What does it take to add an AI scribe to an EHR?

At a minimum you're wiring together four things, whether you build the engine or partner for it: Audio capture in your client — recording or streaming the encounter with consent and metadata. A documentation engine that turns that audio into a structured clinical note. A clinician review-and-sign step inside your UI before anything is final. Write-back into the chart — saving the note and structured data to the patient record, often via FHIR.

Should we build our own AI scribe or partner with one?

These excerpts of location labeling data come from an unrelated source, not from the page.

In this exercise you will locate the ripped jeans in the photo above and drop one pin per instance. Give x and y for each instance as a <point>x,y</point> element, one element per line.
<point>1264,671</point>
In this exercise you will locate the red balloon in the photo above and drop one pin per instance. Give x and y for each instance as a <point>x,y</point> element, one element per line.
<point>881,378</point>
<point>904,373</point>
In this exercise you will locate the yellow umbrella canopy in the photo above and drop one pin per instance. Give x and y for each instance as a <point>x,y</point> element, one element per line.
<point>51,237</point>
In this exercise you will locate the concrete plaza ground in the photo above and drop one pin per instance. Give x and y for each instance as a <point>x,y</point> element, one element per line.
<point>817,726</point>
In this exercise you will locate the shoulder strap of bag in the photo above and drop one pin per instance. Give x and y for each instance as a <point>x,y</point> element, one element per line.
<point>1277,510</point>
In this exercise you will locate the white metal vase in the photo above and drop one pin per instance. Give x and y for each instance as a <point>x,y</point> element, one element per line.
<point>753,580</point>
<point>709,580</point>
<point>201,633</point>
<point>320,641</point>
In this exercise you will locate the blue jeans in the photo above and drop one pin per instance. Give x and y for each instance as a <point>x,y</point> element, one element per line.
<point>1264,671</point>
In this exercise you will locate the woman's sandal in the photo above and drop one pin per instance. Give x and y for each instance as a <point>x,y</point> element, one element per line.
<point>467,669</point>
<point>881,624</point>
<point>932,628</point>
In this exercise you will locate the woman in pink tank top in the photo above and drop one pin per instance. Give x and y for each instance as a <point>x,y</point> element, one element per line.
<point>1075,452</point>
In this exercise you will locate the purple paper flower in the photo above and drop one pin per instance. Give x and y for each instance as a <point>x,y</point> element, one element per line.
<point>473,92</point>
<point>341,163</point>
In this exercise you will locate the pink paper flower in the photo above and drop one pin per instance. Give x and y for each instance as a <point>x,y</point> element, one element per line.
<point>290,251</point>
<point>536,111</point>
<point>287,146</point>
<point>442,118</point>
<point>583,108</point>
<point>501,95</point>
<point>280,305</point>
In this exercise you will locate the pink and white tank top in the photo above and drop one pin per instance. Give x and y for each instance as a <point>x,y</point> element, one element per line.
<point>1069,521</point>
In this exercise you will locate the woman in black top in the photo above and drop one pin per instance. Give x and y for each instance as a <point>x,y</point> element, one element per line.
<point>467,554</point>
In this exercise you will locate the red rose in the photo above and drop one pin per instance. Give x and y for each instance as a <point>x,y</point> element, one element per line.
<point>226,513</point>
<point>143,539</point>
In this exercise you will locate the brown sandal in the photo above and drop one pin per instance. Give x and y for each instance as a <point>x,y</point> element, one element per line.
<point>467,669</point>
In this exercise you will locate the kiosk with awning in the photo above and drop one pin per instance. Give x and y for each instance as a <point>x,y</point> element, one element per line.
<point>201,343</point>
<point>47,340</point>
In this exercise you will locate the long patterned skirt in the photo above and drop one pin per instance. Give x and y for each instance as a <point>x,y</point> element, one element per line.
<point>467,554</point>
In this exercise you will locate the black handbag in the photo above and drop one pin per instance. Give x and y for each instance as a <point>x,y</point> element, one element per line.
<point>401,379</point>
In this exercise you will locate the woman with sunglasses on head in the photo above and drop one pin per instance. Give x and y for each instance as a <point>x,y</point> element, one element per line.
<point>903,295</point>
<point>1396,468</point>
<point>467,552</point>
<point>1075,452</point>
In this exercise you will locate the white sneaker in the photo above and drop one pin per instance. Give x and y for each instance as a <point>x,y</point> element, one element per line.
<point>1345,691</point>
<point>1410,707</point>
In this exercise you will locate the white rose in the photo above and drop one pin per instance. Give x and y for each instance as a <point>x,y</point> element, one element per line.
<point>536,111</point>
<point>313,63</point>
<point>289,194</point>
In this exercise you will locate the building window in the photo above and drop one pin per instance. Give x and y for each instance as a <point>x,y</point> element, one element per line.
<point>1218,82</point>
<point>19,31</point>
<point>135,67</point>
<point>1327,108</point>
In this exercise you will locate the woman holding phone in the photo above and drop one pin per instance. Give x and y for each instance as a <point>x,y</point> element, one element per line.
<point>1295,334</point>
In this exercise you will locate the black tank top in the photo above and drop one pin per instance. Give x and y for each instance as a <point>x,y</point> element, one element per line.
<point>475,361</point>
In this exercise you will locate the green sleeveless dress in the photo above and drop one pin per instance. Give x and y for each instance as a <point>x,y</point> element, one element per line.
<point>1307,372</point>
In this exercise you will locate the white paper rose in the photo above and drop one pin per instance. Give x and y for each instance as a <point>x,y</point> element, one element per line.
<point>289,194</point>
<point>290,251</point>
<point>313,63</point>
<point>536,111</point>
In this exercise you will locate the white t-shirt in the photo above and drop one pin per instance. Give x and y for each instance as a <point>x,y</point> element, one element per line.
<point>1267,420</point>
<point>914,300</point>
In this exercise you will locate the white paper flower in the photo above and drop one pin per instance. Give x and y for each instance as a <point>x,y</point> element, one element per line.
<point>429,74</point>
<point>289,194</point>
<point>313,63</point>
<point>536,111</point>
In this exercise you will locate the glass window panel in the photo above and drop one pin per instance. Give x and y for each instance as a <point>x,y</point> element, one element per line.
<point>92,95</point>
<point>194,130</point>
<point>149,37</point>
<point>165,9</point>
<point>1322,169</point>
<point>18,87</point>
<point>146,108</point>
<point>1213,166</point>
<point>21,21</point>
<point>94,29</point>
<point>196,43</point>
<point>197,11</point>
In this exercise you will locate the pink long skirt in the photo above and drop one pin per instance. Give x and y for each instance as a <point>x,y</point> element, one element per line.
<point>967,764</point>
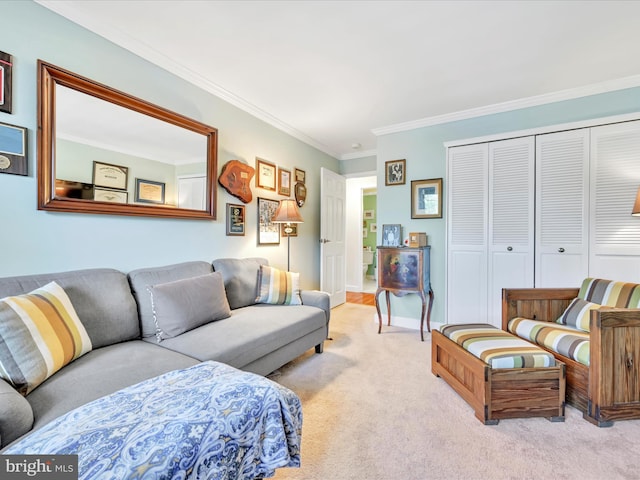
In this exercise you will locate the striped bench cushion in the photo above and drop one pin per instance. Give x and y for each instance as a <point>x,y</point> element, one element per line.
<point>497,348</point>
<point>566,341</point>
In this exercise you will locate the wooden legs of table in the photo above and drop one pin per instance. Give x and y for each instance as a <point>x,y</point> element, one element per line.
<point>428,312</point>
<point>378,308</point>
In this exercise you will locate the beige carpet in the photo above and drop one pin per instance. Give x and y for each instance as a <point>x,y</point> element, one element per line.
<point>373,410</point>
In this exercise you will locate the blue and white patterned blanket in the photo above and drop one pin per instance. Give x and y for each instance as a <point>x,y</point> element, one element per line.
<point>210,421</point>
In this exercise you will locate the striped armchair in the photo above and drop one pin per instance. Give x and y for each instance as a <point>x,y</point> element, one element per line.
<point>595,331</point>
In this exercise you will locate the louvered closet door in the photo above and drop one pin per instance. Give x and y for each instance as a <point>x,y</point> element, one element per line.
<point>511,219</point>
<point>615,178</point>
<point>562,199</point>
<point>467,234</point>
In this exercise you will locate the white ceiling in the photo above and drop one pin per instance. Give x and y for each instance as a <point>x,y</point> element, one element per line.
<point>336,73</point>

Decide by whether the scribe is your core product or a feature your users expect: Build if documentation is your differentiator and you'll invest in templates, guardrails, and clinician UX for years. Partner if you want to ship the feature in weeks and keep the note layer maintained for you. Most EHRs treat the scribe as a feature, not a product — which is why a white-label partnership is usually the faster, cheaper path.

How does an AI scribe integrate with an EHR technically?

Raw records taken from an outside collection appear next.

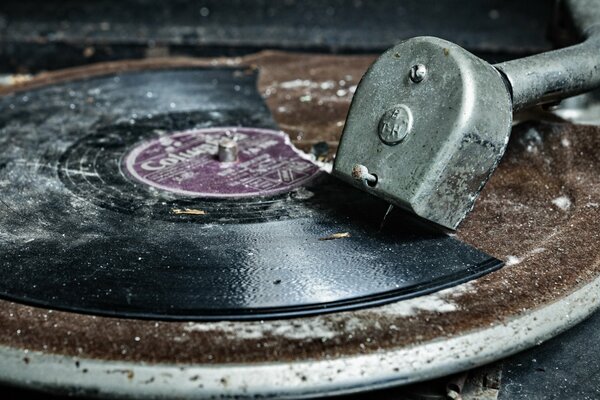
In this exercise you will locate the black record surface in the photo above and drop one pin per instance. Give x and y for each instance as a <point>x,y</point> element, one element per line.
<point>77,233</point>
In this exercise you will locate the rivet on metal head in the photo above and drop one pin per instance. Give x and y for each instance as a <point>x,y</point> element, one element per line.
<point>228,150</point>
<point>418,73</point>
<point>395,124</point>
<point>361,173</point>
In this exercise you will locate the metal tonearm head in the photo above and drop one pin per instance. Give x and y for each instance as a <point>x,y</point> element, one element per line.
<point>430,121</point>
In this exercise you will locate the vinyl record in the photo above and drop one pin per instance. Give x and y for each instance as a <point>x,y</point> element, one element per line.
<point>113,201</point>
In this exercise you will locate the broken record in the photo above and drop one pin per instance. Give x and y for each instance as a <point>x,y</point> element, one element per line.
<point>114,202</point>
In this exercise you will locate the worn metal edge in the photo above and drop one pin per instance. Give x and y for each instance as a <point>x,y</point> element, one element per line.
<point>299,379</point>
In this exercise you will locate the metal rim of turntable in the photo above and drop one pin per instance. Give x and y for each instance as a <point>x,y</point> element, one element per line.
<point>301,379</point>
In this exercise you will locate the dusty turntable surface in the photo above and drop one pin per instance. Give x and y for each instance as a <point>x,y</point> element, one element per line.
<point>539,214</point>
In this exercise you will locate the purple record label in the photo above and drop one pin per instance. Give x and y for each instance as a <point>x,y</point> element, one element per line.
<point>187,163</point>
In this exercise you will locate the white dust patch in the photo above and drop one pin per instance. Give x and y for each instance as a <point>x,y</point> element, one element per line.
<point>562,202</point>
<point>316,329</point>
<point>512,260</point>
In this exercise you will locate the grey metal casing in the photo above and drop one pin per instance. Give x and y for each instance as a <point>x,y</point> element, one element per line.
<point>460,121</point>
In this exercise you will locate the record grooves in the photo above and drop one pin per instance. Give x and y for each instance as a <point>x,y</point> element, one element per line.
<point>79,233</point>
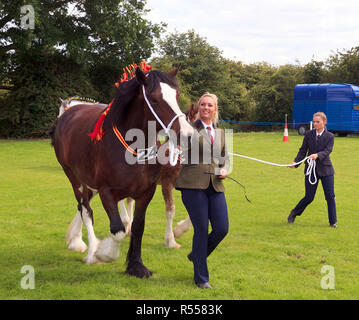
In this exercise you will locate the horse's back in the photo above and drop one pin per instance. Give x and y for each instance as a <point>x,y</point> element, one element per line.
<point>71,134</point>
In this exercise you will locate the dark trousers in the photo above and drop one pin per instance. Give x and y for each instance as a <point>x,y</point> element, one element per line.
<point>310,190</point>
<point>203,206</point>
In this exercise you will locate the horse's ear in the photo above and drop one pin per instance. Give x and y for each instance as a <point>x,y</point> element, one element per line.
<point>174,72</point>
<point>141,77</point>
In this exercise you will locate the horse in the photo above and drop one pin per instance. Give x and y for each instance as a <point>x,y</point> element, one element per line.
<point>101,166</point>
<point>167,181</point>
<point>72,101</point>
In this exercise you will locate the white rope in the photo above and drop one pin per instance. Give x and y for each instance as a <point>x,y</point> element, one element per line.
<point>174,152</point>
<point>310,170</point>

The cleanest pattern is a SMART on FHIR app launched in context, with FHIR for read and write: Launch the scribe in the patient/encounter context so it knows who and what it's documenting. Read context (patient, problems, medications) via FHIR to ground the note. Write the signed note and structured data back as FHIR resources — DocumentReference, Condition, MedicationStatement, Encounter.

What about HIPAA, PHI, and a BAA when adding an AI scribe?

Every component touching audio or notes is in scope for PHI. Before real data flows, confirm: A signed BAA with the scribe vendor and any sub-processors in the path. Encryption in transit and at rest, least-privilege access, and end-to-end audit logging. Retention and training terms in writing — how long audio and notes are kept, and whether your data trains the vendor's models.

How long does it take to add an AI scribe to an EHR?

It depends entirely on the path you choose: Partner / white-label: typically weeks — you integrate capture, a review UI, and FHIR write-back around a finished-note API. Build it yourself: typically quarters — you also build and maintain the note-generation layer, templates, and guardrails. If speed to a shippable feature matters, partnering is usually the shorter road — see our partner program.

How to Add an AI Scribe to Your EHR: Build vs. Partner

Key Takeaways

Adding an AI scribe to an EHR means wiring four pieces: audio capture, a documentation engine, a clinician review-and-sign step, and write-back into the chart.
The real decision is build vs. partner. Building means owning the note-generation layer — templates, guardrails, evaluation, and clinician UX — as a multi-year investment; partnering makes the scribe a feature you ship in weeks.
Technically, the cleanest integration is a SMART on FHIR launch in encounter context, writing the signed note and structured data back as FHIR resources. A documentation API or partnership slots into that pattern.
Keep a clinician in the loop by design: render the draft note in your UI, make the human the one who signs, and only then write back to the chart.
Put a signed BAA, encryption, least-privilege access, and clear retention/training terms in place for every vendor that touches PHI before you go live.

We work with EHR and platform teams adding documentation at Twofold, and the conversation almost always lands on the same fork: do we build the AI scribe ourselves, or partner for it? This guide lays out both paths honestly — what each one actually costs, how the integration works, and how to decide.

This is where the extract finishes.